Where would I be. Would I be a CEO or would I be living in a foreign country running a
business. The possibilities were endless for me. I was so naive to think my behavior would not
lead me to become a statistic at sixteen years of age. Instead of playing the victim, I decided to
persevere and prove to the people who judged me and my family that I could become anything I
wanted to be. College deepens cognition, in general, the more years of higher education a person
has, the deeper and more post formal that persons reasoning will become (Pascarella
&Terenzini, 1991). I enrolled in a community college while my son was a toddler. I continued
going back to school throughout my life, always wanting to advance at work and move up the
career latter. Motivation is crucial for every intellectual accomplishment (Berger 2016, Pg. 407).
I had so many mentors in my career path and still think of their wise words from time to time.
To me children should never hinder me from doing what I want, and a job should never hinder
me from having children. It just cant be like that (Carlsson et al.,2015, p.340). By the age of
thirty, I had three children (seven years apart in age) and a career in healthcare. My long life
goal has been to become a registered nurse. Caring for others has been in my nature and
probably was enhanced by having a child at a young age.

If I wasnt married at this time I would be okay with the loner life. I would probably be
surrounded with tons of girlfriends and I would be able to travel at my leisure. If I knew I would
not be able to have children then I would consider adoption. Again, this time I would think about
it and plan accordingly and would have to readjust my life to allow another to be in my life.

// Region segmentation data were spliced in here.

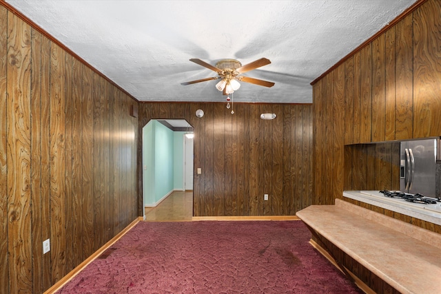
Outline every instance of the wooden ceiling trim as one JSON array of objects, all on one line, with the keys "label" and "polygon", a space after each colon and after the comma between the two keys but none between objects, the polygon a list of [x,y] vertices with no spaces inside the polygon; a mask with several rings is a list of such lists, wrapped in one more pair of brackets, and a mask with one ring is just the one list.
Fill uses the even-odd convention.
[{"label": "wooden ceiling trim", "polygon": [[81,62],[82,63],[83,63],[85,65],[86,65],[88,67],[90,68],[94,72],[95,72],[96,74],[101,76],[103,78],[105,78],[107,81],[108,81],[109,83],[110,83],[110,84],[112,84],[112,85],[114,85],[114,87],[116,87],[116,88],[118,88],[120,91],[121,91],[122,92],[123,92],[124,94],[125,94],[127,96],[128,96],[129,97],[130,97],[131,98],[132,98],[133,100],[134,100],[136,102],[139,102],[139,101],[138,99],[136,99],[136,98],[134,98],[132,95],[131,95],[129,92],[127,92],[127,91],[125,91],[124,89],[123,89],[122,87],[121,87],[119,85],[118,85],[116,83],[114,83],[113,81],[112,81],[110,78],[109,78],[107,76],[106,76],[104,74],[103,74],[102,72],[101,72],[99,70],[98,70],[97,69],[96,69],[95,67],[94,67],[92,65],[91,65],[90,63],[88,63],[86,61],[85,61],[84,59],[83,59],[81,57],[80,57],[79,56],[78,56],[75,52],[74,52],[72,50],[71,50],[70,49],[69,49],[68,47],[66,47],[64,44],[63,44],[61,42],[60,42],[59,40],[57,40],[54,36],[53,36],[52,35],[51,35],[50,34],[49,34],[48,32],[45,31],[42,28],[41,28],[39,25],[37,25],[37,23],[35,23],[34,21],[32,21],[31,19],[30,19],[28,17],[25,16],[24,14],[23,14],[21,12],[20,12],[19,10],[17,10],[17,9],[15,9],[15,8],[14,8],[14,6],[11,6],[10,4],[5,2],[4,0],[0,0],[0,5],[5,7],[10,12],[13,13],[14,14],[15,14],[16,16],[17,16],[18,17],[19,17],[21,19],[22,19],[24,22],[25,22],[26,23],[28,23],[29,25],[30,25],[31,27],[32,27],[33,28],[34,28],[35,30],[37,30],[37,31],[39,31],[40,33],[41,33],[41,34],[43,34],[43,36],[45,36],[46,38],[48,38],[49,40],[50,40],[52,42],[54,43],[55,44],[58,45],[59,46],[60,46],[63,50],[64,50],[66,52],[69,53],[70,55],[72,55],[72,56],[74,56],[74,58],[76,58],[76,59],[78,59],[80,62]]},{"label": "wooden ceiling trim", "polygon": [[391,27],[395,25],[397,23],[398,23],[400,21],[403,19],[407,15],[409,15],[409,14],[412,13],[416,9],[417,9],[418,7],[421,6],[427,1],[427,0],[418,0],[416,2],[415,2],[411,6],[410,6],[409,8],[405,10],[401,14],[398,15],[393,20],[392,20],[390,23],[389,23],[389,24],[387,24],[385,27],[384,27],[382,29],[381,29],[380,31],[378,31],[378,32],[377,32],[373,36],[372,36],[371,37],[370,37],[369,39],[366,40],[365,42],[362,43],[358,47],[357,47],[352,52],[351,52],[351,53],[349,53],[349,54],[346,55],[345,57],[343,57],[342,59],[340,59],[340,61],[338,61],[337,63],[336,63],[332,67],[331,67],[328,70],[327,70],[326,72],[322,73],[318,78],[316,78],[312,82],[311,82],[311,85],[314,85],[319,80],[320,80],[322,78],[323,78],[323,76],[326,76],[329,72],[332,72],[334,70],[337,68],[340,64],[345,63],[347,60],[348,60],[349,59],[350,59],[353,56],[354,56],[356,54],[356,53],[357,53],[359,51],[360,51],[362,48],[366,47],[369,43],[370,43],[372,41],[373,41],[378,36],[380,36],[380,34],[382,34],[382,33],[386,32]]}]

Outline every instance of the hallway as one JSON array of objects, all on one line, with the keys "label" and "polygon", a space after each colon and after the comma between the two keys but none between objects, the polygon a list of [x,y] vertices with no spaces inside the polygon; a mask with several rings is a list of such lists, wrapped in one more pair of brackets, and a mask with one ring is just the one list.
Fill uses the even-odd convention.
[{"label": "hallway", "polygon": [[193,191],[175,191],[156,207],[145,207],[146,222],[191,221]]}]

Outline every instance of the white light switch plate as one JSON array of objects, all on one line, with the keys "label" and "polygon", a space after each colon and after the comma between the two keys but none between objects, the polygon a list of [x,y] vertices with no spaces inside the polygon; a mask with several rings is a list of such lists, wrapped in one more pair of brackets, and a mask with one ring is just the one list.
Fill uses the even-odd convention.
[{"label": "white light switch plate", "polygon": [[49,239],[43,241],[43,254],[50,251],[50,241]]}]

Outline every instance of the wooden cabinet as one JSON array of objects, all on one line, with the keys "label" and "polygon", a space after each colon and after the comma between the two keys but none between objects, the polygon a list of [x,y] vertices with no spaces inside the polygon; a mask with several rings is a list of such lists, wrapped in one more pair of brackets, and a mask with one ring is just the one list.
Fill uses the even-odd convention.
[{"label": "wooden cabinet", "polygon": [[344,145],[441,136],[441,1],[420,4],[314,83],[314,203],[341,198],[340,178],[365,176],[369,187],[382,189],[384,171],[396,172],[382,169],[369,182],[365,171],[348,170],[353,165],[341,168],[343,159],[362,159]]}]

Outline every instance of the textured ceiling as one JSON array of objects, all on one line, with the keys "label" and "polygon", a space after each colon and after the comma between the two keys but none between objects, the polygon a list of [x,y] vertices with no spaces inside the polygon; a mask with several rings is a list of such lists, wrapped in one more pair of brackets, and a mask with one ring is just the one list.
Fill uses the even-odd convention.
[{"label": "textured ceiling", "polygon": [[235,102],[311,103],[310,83],[416,0],[6,0],[139,101],[224,101],[213,65],[271,63],[245,76]]}]

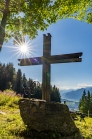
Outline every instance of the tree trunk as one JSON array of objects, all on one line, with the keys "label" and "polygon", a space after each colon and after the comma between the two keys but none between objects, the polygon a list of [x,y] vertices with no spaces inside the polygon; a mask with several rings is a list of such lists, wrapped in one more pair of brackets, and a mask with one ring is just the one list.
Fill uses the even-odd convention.
[{"label": "tree trunk", "polygon": [[10,4],[10,0],[6,0],[5,9],[3,11],[3,17],[0,25],[0,51],[5,37],[5,26],[6,26],[7,16],[9,13],[9,4]]}]

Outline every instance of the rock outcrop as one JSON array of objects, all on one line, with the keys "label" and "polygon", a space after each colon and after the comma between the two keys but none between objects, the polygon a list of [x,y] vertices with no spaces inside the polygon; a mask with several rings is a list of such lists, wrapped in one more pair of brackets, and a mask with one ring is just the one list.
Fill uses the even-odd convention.
[{"label": "rock outcrop", "polygon": [[[20,115],[30,130],[55,132],[63,137],[81,139],[79,130],[71,118],[68,106],[44,100],[19,100]],[[67,139],[67,138],[66,138]],[[72,138],[71,138],[72,139]]]}]

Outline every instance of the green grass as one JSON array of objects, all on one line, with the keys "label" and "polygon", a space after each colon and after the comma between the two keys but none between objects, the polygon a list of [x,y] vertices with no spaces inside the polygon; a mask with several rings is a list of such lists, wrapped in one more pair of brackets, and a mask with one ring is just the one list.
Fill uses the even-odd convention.
[{"label": "green grass", "polygon": [[[10,90],[0,93],[0,139],[24,139],[29,134],[20,116],[19,99]],[[85,121],[76,120],[75,124],[85,139],[92,139],[92,118],[86,117]]]}]

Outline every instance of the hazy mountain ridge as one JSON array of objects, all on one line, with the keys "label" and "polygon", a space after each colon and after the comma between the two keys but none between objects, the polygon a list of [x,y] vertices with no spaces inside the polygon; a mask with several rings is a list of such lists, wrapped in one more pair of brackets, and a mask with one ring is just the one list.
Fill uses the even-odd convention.
[{"label": "hazy mountain ridge", "polygon": [[72,91],[68,91],[68,92],[64,92],[64,90],[62,92],[62,90],[60,90],[61,98],[71,100],[71,101],[79,101],[82,97],[84,89],[85,89],[86,93],[88,91],[90,91],[90,93],[92,93],[92,87],[80,88],[80,89],[72,90]]}]

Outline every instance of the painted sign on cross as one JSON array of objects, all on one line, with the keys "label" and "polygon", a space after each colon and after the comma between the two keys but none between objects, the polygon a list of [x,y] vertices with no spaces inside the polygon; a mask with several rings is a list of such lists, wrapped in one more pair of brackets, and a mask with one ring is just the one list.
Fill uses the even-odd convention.
[{"label": "painted sign on cross", "polygon": [[43,65],[42,70],[42,99],[50,100],[50,74],[51,64],[55,63],[69,63],[69,62],[81,62],[82,52],[63,54],[63,55],[52,55],[51,56],[51,35],[48,33],[46,36],[43,35],[43,56],[34,58],[18,59],[20,66],[30,65]]}]

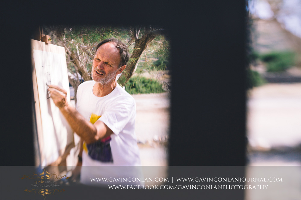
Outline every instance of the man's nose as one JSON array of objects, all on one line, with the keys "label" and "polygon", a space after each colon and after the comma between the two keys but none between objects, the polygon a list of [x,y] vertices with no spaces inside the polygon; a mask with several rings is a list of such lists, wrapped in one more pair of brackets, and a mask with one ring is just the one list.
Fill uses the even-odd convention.
[{"label": "man's nose", "polygon": [[97,68],[98,69],[104,69],[104,62],[101,61],[99,62],[99,63],[97,65]]}]

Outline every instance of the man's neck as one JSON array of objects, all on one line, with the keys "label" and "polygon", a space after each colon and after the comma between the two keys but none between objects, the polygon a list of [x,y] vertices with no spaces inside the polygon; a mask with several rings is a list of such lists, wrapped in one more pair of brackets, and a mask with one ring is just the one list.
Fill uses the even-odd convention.
[{"label": "man's neck", "polygon": [[116,79],[111,83],[107,84],[102,84],[96,82],[93,86],[93,93],[99,97],[101,97],[110,93],[117,86]]}]

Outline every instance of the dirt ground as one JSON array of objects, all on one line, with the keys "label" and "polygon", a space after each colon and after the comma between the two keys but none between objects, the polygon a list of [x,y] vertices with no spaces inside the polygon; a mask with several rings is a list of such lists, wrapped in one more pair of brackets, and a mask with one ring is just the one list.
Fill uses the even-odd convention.
[{"label": "dirt ground", "polygon": [[301,144],[301,83],[267,84],[249,94],[247,135],[253,148]]}]

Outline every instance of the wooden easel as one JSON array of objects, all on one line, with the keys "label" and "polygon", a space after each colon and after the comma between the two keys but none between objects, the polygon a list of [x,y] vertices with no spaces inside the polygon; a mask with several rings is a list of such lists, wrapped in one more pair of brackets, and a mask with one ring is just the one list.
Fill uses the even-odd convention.
[{"label": "wooden easel", "polygon": [[[43,118],[42,115],[42,112],[41,111],[41,106],[43,106],[42,105],[41,105],[41,103],[43,103],[44,106],[45,107],[45,98],[43,95],[41,95],[41,94],[39,94],[39,91],[41,93],[41,90],[38,89],[39,86],[39,83],[40,83],[38,81],[38,78],[41,78],[41,77],[37,77],[38,75],[37,75],[37,70],[39,69],[36,68],[36,67],[39,67],[38,66],[36,66],[35,61],[34,59],[34,48],[35,50],[39,50],[40,52],[45,52],[45,55],[47,55],[47,53],[53,53],[56,55],[61,55],[65,56],[65,50],[64,48],[61,47],[60,47],[51,44],[51,42],[52,41],[51,38],[50,36],[45,35],[43,34],[43,29],[42,27],[40,26],[39,29],[34,33],[34,38],[35,40],[31,40],[32,46],[32,77],[33,82],[33,87],[34,96],[34,105],[36,111],[36,129],[37,133],[38,138],[37,140],[38,143],[39,151],[39,153],[36,154],[40,155],[39,158],[40,163],[36,163],[36,165],[41,165],[41,163],[43,162],[43,161],[47,160],[47,158],[45,157],[45,154],[43,151],[45,149],[43,149],[43,147],[45,147],[46,144],[45,144],[45,140],[43,138],[45,136],[44,135],[45,133],[43,132],[43,130],[45,130],[45,129],[43,129],[43,123],[42,119]],[[65,60],[65,62],[66,61]],[[66,66],[66,69],[67,70],[67,66]],[[67,73],[67,72],[66,72]],[[39,86],[41,87],[41,85],[40,84]],[[69,84],[68,84],[69,87]],[[69,89],[69,87],[68,89]],[[70,95],[70,93],[69,94]],[[44,101],[44,102],[42,102],[41,101]],[[50,99],[49,101],[51,101]],[[49,102],[48,103],[49,103]],[[45,113],[45,112],[44,112]],[[46,123],[47,122],[46,122]],[[44,123],[45,123],[44,118]],[[45,124],[44,124],[45,125]],[[70,132],[67,132],[69,136],[66,136],[69,138],[69,141],[70,141]],[[73,137],[73,132],[72,133],[72,137]],[[68,141],[67,140],[67,141]],[[47,143],[47,141],[46,143]],[[64,143],[61,143],[64,144]],[[48,146],[49,147],[49,146]],[[74,144],[73,141],[70,143],[70,142],[67,142],[67,144],[64,147],[60,149],[59,152],[58,152],[59,156],[56,160],[53,162],[51,163],[47,162],[46,165],[47,166],[47,169],[49,170],[57,171],[58,173],[61,172],[62,171],[66,171],[67,169],[66,166],[67,165],[66,158],[67,156],[70,154],[70,150],[74,147]],[[36,162],[37,162],[37,160]],[[58,166],[64,166],[64,167],[62,168],[60,167],[59,168],[58,168]]]}]

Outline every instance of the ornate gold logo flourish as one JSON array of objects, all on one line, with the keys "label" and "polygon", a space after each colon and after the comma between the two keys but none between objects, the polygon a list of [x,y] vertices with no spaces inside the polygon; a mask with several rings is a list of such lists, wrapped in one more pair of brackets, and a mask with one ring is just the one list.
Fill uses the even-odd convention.
[{"label": "ornate gold logo flourish", "polygon": [[[62,178],[65,178],[66,179],[70,178],[67,175],[57,175],[56,172],[55,172],[54,174],[50,173],[46,171],[45,168],[44,168],[43,171],[40,172],[39,174],[35,174],[33,175],[32,178],[30,178],[26,175],[23,175],[20,178],[21,179],[24,179],[25,178],[27,178],[29,179],[35,179],[39,178],[41,179],[49,179],[51,178],[52,178],[54,179],[60,179]],[[28,189],[24,189],[24,191],[27,192],[29,192],[32,191],[34,191],[36,194],[40,194],[44,196],[44,199],[46,198],[46,196],[51,194],[53,194],[56,191],[60,192],[63,192],[64,191],[64,189],[61,189],[60,190],[57,189],[33,189],[30,190]]]},{"label": "ornate gold logo flourish", "polygon": [[[36,192],[37,190],[38,190],[38,192]],[[58,191],[61,192],[62,192],[65,191],[64,189],[62,189],[60,191],[57,189],[54,189],[53,190],[53,192],[52,192],[51,191],[52,190],[48,189],[40,189],[39,190],[36,190],[34,189],[33,189],[30,191],[28,189],[24,189],[24,191],[27,192],[30,192],[33,190],[35,192],[36,192],[36,194],[39,194],[40,195],[44,196],[44,199],[46,198],[46,196],[49,195],[50,194],[53,194],[54,193],[54,192],[55,192],[56,190],[57,190]]]},{"label": "ornate gold logo flourish", "polygon": [[[40,173],[39,174],[35,174],[33,175],[33,177],[31,178],[25,175],[23,175],[23,176],[20,177],[20,178],[24,179],[25,178],[29,178],[30,179],[35,179],[36,178],[34,177],[35,175],[37,176],[38,177],[41,179],[49,179],[51,178],[51,177],[53,176],[53,177],[52,177],[52,178],[54,179],[60,179],[64,177],[66,179],[70,178],[70,177],[68,177],[67,175],[64,175],[64,176],[60,175],[60,176],[59,176],[57,175],[56,172],[54,173],[54,174],[49,173],[49,172],[46,171],[46,170],[45,169],[45,168],[44,168],[44,170],[43,170],[43,171]],[[54,177],[54,176],[55,176],[55,177]]]}]

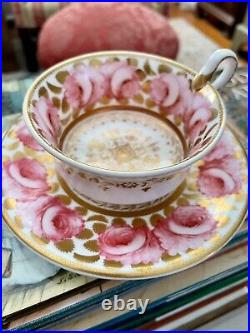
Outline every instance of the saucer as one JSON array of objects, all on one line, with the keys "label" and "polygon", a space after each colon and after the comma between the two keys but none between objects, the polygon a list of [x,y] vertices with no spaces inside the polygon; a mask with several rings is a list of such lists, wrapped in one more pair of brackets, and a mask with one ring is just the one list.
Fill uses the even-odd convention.
[{"label": "saucer", "polygon": [[236,193],[230,181],[232,194],[202,193],[199,177],[208,163],[203,160],[164,202],[116,212],[72,193],[67,180],[58,177],[53,157],[32,139],[20,118],[3,141],[3,218],[31,250],[79,274],[143,279],[182,271],[222,248],[247,212],[246,154],[229,128],[226,134],[233,144],[231,158],[240,165]]}]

I
feel that marriage is not for everyone. If I had the choice 24 years ago, I would have definitely
waited until my thirties or even forties. I would have considered marriage, but probably no
children. I love children very much, but I would have probably adopted. I would have been
selfish about keeping my body in shape and not having to go through the trauma of childbirth.
There is always a child in need whether it be here in the US or a foreign country. We see
celebrities resorting to adoption if they cannot conceive. I would have been just fine adopting a
child. However, I would not change my life as it is now. I have a wonderful spouse and three
wonderful children that I am extremely proud of. I am looking forward to grandchildren in the
future and would definitely support my children if they decided to not marry or have children.

Reference List

Pascarella &Terenzini, 1991


Carlsson et al.,2015, p.340
Berger, K. S. (2016). Invitation to the life span (3rd ed.) New York, NY: Worth Publishers.